Japan will start releasing treated radioactive water from the tsunami-hit Fukushima nuclear plant into the Pacific Ocean on Thursday, despite opposition from its neighbours.

The decision comes weeks after the UN's nuclear watchdog approved the plan.

Some 1.34 million tonnes of water - enough to fill 500 Olympic-size pools - have accumulated since the 2011 tsunami destroyed the plant.

The water will be released over 30 years after being filtered and diluted.

Authorities will request for the plant's operator to "promptly prepare" for the disposal to start on 24 Aug if weather and sea conditions are appropriate, Japan's Prime Minister Fumio Kishida said after a Cabinet meeting on Tuesday.

Mr Kishida had visited the plant on Sunday, prompting speculation that the release was imminent.

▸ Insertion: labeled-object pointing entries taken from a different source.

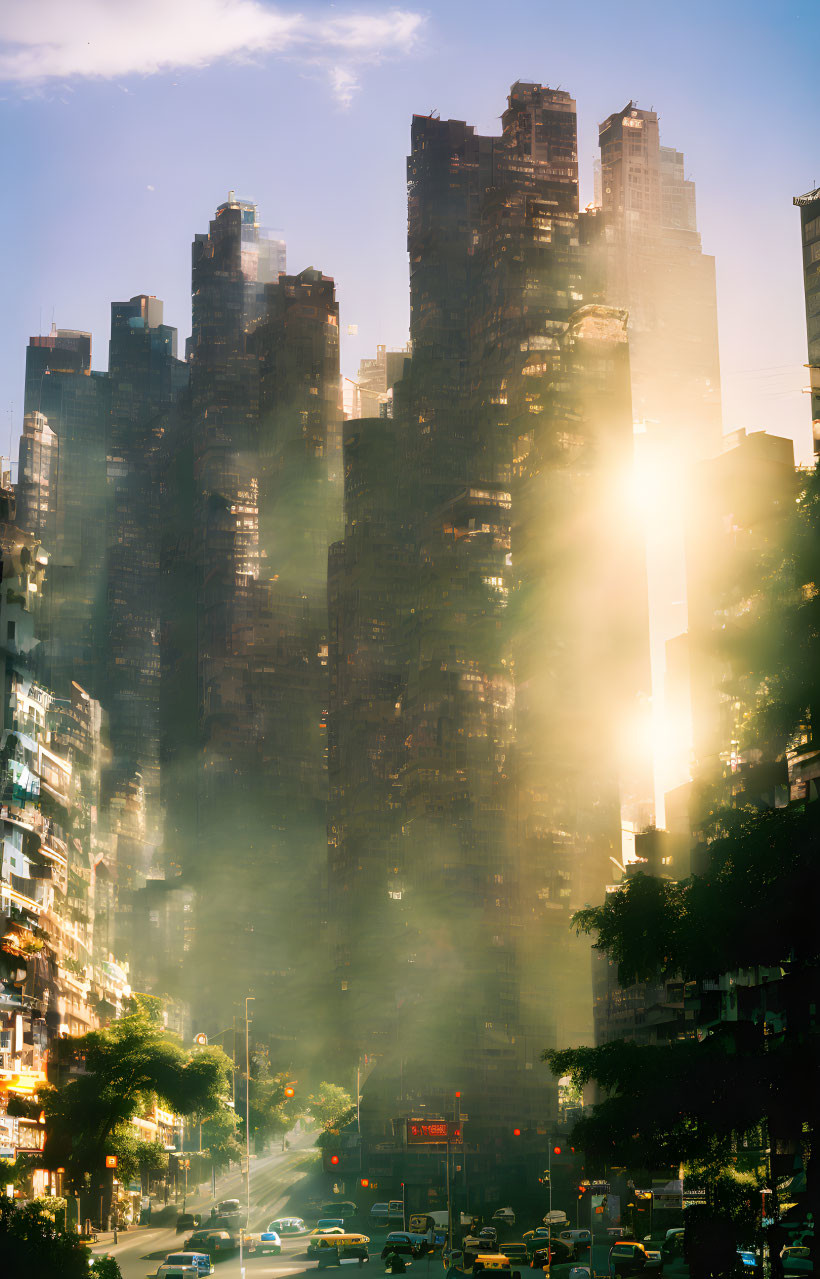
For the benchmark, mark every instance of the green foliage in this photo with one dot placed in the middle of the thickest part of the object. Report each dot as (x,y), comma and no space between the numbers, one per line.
(219,1137)
(778,659)
(134,1155)
(756,906)
(128,1067)
(271,1113)
(15,1172)
(32,1245)
(331,1106)
(105,1268)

The government has said that releasing the water is a necessary step in the lengthy and costly process of decommissioning the plant, which sits on the country's east coast, about 220km (137 miles) north-east of the capital Tokyo.

Japan has been collecting and storing the contaminated water in tanks for more than a decade, but space is running out.

Media caption,

Watch: Shaimaa Khalil visits the treatment plant to see how it works

The 2011 tsunami, triggered by a magnitude 9.0 earthquake, is regarded as the world's worst nuclear disaster since Chernobyl.

Shortly after, authorities set up an exclusion zone which kept getting expanded as radiation leaked from the plant, forcing more than 150,000 people to evacuate from the area.

The plan to release water from the plant has caused alarm across Asia and the Pacific since it was approved by the Japanese government two years ago.

It had been signed off by the UN's nuclear watchdog, which concluded that the impact on people and the environment would be negligible, but fishermen in the region still fear that discharging the treated water will tarnish the reputation of their catch and affect their livelihoods.

Tepco has been filtering the water to remove more than 60 radioactive substances but the water will not be entirely radiation-free as it will still contain tritium and carbon-14, radioactive isotopes of hydrogen and carbon respectively that cannot be easily removed from water. But experts believe they are not a danger unless consumed in large quantities, because they emit very low levels of radiation.

The plan has caused uproar in neighbouring countries, with China the most vocal opponent. It accused Japan of treating the ocean like its "private sewer."

South Korea, however, has endorsed the plan, and has accused protesters of scaremongering.

People who live in and around Fukushima are also not convinced that the treated water will be safe and many fishermen in the country fear that the release will affect their livelihoods.

Both South Korea and China have banned fish imports from around Fukushima.